Plus tôt sur Twitter, le conseiller américain à la Sécurité nationale Jake Sullivan avait déclaré que l'administration Biden «condamnerait fermement tout acte de violence ou qui viserait à prendre pour cible les manifestants pacifiques qui exercent leurs droits universels».
Julie Chung, secrétaire d'Etat adjointe des Etats-Unis pour les Amériques, a appelé sur Twitter «au calme», se disant inquiète «par les "appels au combat" à Cuba» et affichant son «soutien au droit du peuple cubain à se rassembler pacifiquement». «La dictature doit comprendre que nous ne tolèrerons pas l'usage de la force brutale pour taire les aspirations du peuple cubain», a aussi déclaré dans un communiqué le sénateur démocrate américain Bob Menendez, à la tête de la commission des Affaires étrangères. Kevin McCarthy, chef de l'opposition républicaine à la Chambre des représentants, s'est dit sur Twitter «fier d'être solidaire du peuple cubain qui réclame la liberté».

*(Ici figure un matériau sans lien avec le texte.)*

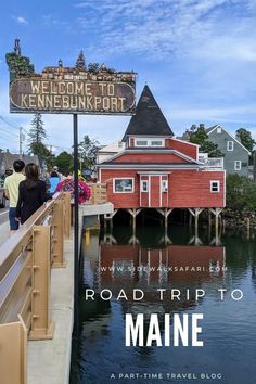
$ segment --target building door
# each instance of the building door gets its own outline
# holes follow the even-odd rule
[[[168,207],[168,175],[140,175],[140,206]]]

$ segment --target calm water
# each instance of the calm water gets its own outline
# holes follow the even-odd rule
[[[112,235],[87,231],[82,253],[80,331],[73,346],[72,384],[256,383],[256,240],[226,233],[216,245],[207,230],[194,239],[185,227],[171,227],[167,235],[158,227],[138,228],[135,238],[129,227],[118,227]],[[199,267],[201,272],[195,270]],[[98,293],[108,289],[113,299],[104,302],[98,294],[95,302],[86,300],[87,287]],[[180,290],[180,302],[168,294],[161,302],[159,287]],[[128,302],[116,300],[121,289]],[[133,289],[144,291],[143,300],[131,299]],[[205,290],[205,296],[196,300],[195,289]],[[223,300],[218,289],[227,290]],[[241,300],[230,296],[236,289],[243,292]],[[204,346],[126,347],[126,312],[143,312],[146,321],[151,312],[158,313],[162,333],[164,313],[204,313],[200,335]],[[139,379],[119,379],[126,373]],[[163,379],[150,376],[153,373]],[[170,380],[168,373],[193,373],[195,379]],[[202,373],[212,379],[201,379]],[[222,379],[213,379],[216,374]]]

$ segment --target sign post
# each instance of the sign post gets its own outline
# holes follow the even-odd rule
[[[78,116],[73,114],[74,135],[74,327],[73,337],[78,336],[79,291],[79,205],[78,205]]]
[[[74,330],[78,336],[79,206],[78,114],[132,115],[136,111],[136,73],[116,72],[104,64],[86,67],[80,52],[75,67],[46,67],[36,74],[22,56],[20,40],[7,53],[10,71],[10,112],[73,114],[74,129]]]

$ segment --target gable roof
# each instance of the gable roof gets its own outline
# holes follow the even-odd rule
[[[249,155],[251,155],[251,152],[234,137],[234,136],[232,136],[230,132],[228,132],[227,131],[227,129],[225,129],[222,126],[220,126],[219,124],[217,124],[217,125],[215,125],[215,126],[213,126],[213,127],[209,127],[209,128],[207,128],[207,129],[205,129],[205,131],[206,131],[206,133],[209,136],[212,132],[214,132],[214,130],[216,129],[216,128],[221,128],[226,133],[228,133],[230,137],[231,137],[231,139],[233,139],[238,144],[240,144]]]
[[[130,119],[123,141],[128,136],[174,136],[163,112],[156,103],[150,88],[144,86],[136,107],[136,115]]]
[[[140,149],[140,148],[138,148],[138,149],[135,149],[135,148],[132,148],[132,149],[125,149],[125,150],[123,150],[123,151],[120,151],[120,152],[118,152],[118,153],[115,153],[114,155],[107,157],[105,161],[103,161],[103,162],[102,162],[101,164],[99,164],[98,166],[101,167],[101,166],[104,165],[104,164],[118,165],[118,163],[114,163],[113,161],[116,159],[116,158],[118,158],[118,157],[121,157],[121,156],[124,156],[124,155],[126,155],[126,154],[138,154],[138,153],[144,155],[144,154],[145,154],[145,151],[144,151],[143,149]],[[152,154],[159,154],[159,153],[162,153],[162,154],[163,154],[163,153],[166,153],[166,154],[174,154],[174,155],[176,155],[176,156],[178,156],[178,157],[184,159],[184,161],[188,162],[188,163],[196,164],[196,165],[200,164],[200,162],[197,162],[197,161],[194,159],[193,157],[190,157],[190,156],[185,155],[184,153],[181,153],[180,151],[177,151],[177,150],[171,150],[171,149],[166,149],[166,148],[163,148],[163,149],[153,149],[153,148],[152,148],[152,149],[149,149],[149,150],[146,151],[146,154],[148,154],[148,153],[152,153]],[[131,161],[125,162],[125,163],[127,163],[127,164],[129,165],[129,164],[131,164]],[[154,161],[153,163],[154,163],[154,164],[157,164],[155,161]],[[149,166],[152,166],[152,163],[146,162],[146,164],[148,164]],[[168,163],[166,163],[166,164],[168,164]],[[179,163],[177,163],[177,164],[179,164]]]

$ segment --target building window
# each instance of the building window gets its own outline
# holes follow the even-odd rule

De son côté, le ministère russe des Affaires étrangères a fait savoir dans un communiqué : «Nous considérons comme inacceptable toute ingérence étrangère dans les affaires intérieures d'un État souverain et toute autre action destructrice qui favoriserait la déstabilisation de la situation sur l'île.»
«Si vous voulez que le peuple aille mieux, levez d'abord l'embargo»
Le PIB de Cuba a reculé de 10,9% en 2020, conséquence de l'embargo étasunien qui étrangle son économie, mais également de la pandémie de Covid-19 et de son impact sur le tourisme, une source majeure de revenus pour l'économie cubaine.
Depuis 1962 et les nationalisations qui se sont traduites par l'expropriation de grandes compagnies américaines, Cuba est frappé de plein fouet par un embargo qui a coûté à l'île plus de 130 milliards de dollars, selon des données de l'ONU.
Ce que les Cubains appellent bloqueo («blocus en français») revêt également un caractère «extra-territorial», qui sanctionne les compagnies, même non-américaines, souhaitant faire des affaires avec Cuba, dès lors que les opérations se font en dollars.
Maintenu en place par 12 présidents américains successifs malgré des variations d'intensité, l'embargo est condamné par l'écrasante majorité de l'Assemblée générale de l'ONU, à l'exception des Etats-Unis et d'Israël. Il se traduit dans la vie quotidienne, entre autres, par des pénuries de produits de première nécessité, comme par exemple nourriture, carburant, ou matériel médical.
Ce 11 juillet, Miguel Diaz-Canel n'a pas manqué de souligner l'hypocrisie, selon lui, de la position nord-américaine, adressant un conseil à Washington : «Si vous voulez que le peuple aille mieux, levez d'abord l'embargo.»